En second lieu, la commission comprend des éléments d’information portés à sa connaissance que les dossiers d’archives militaires demandés comportent de nombreux documents classifiés au sens de l’article 413 9 du code pénal, au titre de la protection du secret de la défense nationale, dont la consultation ne sera possible, le cas échéant, qu’après une décision formelle de déclassification de l’autorité émettrice.
La ministre des Armées a également précisé que ces dossiers contiennent des informations sensibles touchant aux intérêts fondamentaux de l’État dans la conduite de la politique extérieure, à la sûreté de L’État et à la sécurité publique, ainsi que des informations se rapportant à des tiers et susceptibles de compromettre la protection de la vie privée et la sécurité des personnes.
Au terme de la mise en balance des intérêts en présence, la commission estime qu’en dépit de la sensibilité des documents demandés, eu égard, d’une part, à leur intérêt intrinsèque, d’autre part, à la qualité du demandeur et au but poursuivi en termes d’information du public, l’intérêt légitime de Monsieur X est de nature à justifier la consultation anticipée des fonds d’archives demandés.
La commission tient, toutefois, à souligner qu’à la différence des archives du président X concernées par la décision d’Assemblée du Conseil d’État, puis par l’arrêté d’ouverture anticipée du 6 avril 2021 précité, qui décrivent la politique étrangère et militaire de la France au Rwanda, les documents d’archives militaires auxquels souhaite accéder Monsieur X ont une portée essentiellement opérationnelle.
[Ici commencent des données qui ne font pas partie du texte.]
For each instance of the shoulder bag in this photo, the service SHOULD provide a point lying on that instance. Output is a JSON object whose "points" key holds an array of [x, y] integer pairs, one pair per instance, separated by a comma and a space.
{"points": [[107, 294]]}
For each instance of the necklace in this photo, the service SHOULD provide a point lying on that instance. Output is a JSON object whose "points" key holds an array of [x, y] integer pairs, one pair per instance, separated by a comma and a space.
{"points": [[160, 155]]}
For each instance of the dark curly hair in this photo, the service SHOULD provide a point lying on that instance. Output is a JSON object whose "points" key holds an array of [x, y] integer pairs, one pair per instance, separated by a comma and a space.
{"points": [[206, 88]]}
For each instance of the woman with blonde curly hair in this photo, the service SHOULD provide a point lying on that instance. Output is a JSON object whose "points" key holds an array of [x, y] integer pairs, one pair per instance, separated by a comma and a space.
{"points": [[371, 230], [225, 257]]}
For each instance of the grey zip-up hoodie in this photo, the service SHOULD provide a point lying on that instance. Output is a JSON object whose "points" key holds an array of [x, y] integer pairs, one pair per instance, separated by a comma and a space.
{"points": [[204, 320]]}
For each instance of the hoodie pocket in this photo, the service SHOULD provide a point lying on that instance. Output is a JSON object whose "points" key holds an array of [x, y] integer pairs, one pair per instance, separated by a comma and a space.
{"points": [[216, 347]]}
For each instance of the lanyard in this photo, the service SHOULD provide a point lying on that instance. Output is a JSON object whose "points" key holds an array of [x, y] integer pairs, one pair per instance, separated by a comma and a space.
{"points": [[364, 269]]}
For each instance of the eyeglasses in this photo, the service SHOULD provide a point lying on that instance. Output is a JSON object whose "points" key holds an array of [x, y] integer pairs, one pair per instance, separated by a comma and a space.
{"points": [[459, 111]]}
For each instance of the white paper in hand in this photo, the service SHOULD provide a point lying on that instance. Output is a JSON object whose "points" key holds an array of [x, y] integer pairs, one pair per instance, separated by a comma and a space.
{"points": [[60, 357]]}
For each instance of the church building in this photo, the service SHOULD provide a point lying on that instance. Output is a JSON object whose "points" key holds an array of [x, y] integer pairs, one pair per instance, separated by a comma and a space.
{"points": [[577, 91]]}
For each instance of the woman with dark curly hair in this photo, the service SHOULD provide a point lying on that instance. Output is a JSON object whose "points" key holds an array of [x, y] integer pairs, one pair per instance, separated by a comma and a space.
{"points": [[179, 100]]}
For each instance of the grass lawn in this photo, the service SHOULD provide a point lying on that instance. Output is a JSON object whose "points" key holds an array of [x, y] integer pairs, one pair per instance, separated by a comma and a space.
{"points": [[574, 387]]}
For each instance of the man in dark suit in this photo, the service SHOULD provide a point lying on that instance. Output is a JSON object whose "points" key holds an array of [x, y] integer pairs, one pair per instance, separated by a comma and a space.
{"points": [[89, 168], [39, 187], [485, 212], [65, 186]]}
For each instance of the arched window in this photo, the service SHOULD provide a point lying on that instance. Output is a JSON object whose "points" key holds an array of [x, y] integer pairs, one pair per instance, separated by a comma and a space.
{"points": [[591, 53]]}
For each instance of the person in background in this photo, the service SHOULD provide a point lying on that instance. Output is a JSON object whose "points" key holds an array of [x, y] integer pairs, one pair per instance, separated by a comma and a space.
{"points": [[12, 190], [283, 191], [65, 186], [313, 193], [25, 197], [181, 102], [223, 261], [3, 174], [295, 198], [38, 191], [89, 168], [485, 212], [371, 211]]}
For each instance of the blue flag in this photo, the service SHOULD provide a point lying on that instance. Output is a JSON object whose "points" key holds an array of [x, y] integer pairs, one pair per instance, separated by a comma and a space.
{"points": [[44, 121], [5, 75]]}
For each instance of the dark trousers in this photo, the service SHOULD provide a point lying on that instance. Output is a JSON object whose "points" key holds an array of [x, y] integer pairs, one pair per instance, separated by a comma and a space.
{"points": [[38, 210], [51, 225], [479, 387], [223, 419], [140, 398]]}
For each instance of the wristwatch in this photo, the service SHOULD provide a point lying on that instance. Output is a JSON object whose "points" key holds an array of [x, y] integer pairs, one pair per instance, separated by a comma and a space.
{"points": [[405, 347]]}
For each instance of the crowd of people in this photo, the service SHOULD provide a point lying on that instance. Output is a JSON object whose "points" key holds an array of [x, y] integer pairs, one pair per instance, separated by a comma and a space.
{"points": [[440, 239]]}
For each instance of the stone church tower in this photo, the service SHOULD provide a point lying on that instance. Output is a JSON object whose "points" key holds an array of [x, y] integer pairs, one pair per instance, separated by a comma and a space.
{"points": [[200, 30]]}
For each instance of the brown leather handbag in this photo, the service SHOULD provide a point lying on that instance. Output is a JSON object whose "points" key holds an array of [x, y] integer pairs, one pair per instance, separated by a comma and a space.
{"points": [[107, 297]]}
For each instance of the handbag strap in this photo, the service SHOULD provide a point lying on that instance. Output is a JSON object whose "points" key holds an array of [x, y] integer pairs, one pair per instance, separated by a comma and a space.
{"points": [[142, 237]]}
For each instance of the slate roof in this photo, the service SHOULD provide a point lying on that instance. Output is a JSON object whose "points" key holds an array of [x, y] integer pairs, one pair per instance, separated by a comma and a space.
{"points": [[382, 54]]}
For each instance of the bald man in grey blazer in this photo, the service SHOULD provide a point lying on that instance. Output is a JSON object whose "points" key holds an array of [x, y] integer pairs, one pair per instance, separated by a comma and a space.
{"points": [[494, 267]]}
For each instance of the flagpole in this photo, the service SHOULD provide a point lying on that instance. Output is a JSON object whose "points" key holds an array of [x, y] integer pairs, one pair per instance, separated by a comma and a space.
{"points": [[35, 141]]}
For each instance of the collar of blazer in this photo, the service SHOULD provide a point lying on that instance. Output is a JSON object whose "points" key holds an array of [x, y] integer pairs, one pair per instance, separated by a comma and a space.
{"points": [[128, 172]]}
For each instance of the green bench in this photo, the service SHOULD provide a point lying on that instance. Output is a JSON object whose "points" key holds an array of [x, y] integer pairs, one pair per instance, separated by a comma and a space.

Ces documents, auxquels la commission de recherche sur les archives françaises relatives au Rwanda et au génocide des Tutsis a eu accès, ne font en outre, pour l’essentiel, pas partie des 2 000 documents d’archives militaires identifiés par cette commission comme particulièrement intéressants et ouverts par anticipation à la consultation après déclassification, en application de l’arrêté d’ouverture anticipée du 6 juillet 2021. Ils n’ont donc, à ce jour, pas été rendus publics.
Elle relève que l’identification des documents devant faire l’objet d’une extraction préalable suppose que l’autorité saisie procède à l’examen de chaque cote, document par document. En l’espèce, compte tenu des moyens dont dispose le service historique de la défense et du délai qui lui est imparti pour satisfaire la demande de Monsieur X, lequel n’est toutefois pas prescrit par la loi à peine de forclusion, la commission estime qu’il serait déraisonnable d’exiger de sa part qu’il adopte cette démarche de sélection pour l’ensemble des cotes demandées, qui comportent pour la plupart d’entre elles, des centaines de documents et contiennent des milliers de pages. Elle en déduit que la demande ne peut être satisfaite qu’en réservant cet examen systématique aux cotes comportant pour l’essentiel des documents non classifiés, librement communicables ou présentant une sensibilité limitée.
La commission déduit de ces éléments que la demande de consultation anticipée ne peut, en l’espèce, recevoir un avis favorable que pour les cotes identifiées au point précédent, sous les réserves précitées.
Elle précise enfin, à toutes fins utiles, qu’alternativement, il est loisible au demandeur, s’il le souhaite, de présenter une nouvelle demande de dérogation à l’administration, en sélectionnant les cotes strictement indispensables à ses travaux de recherches.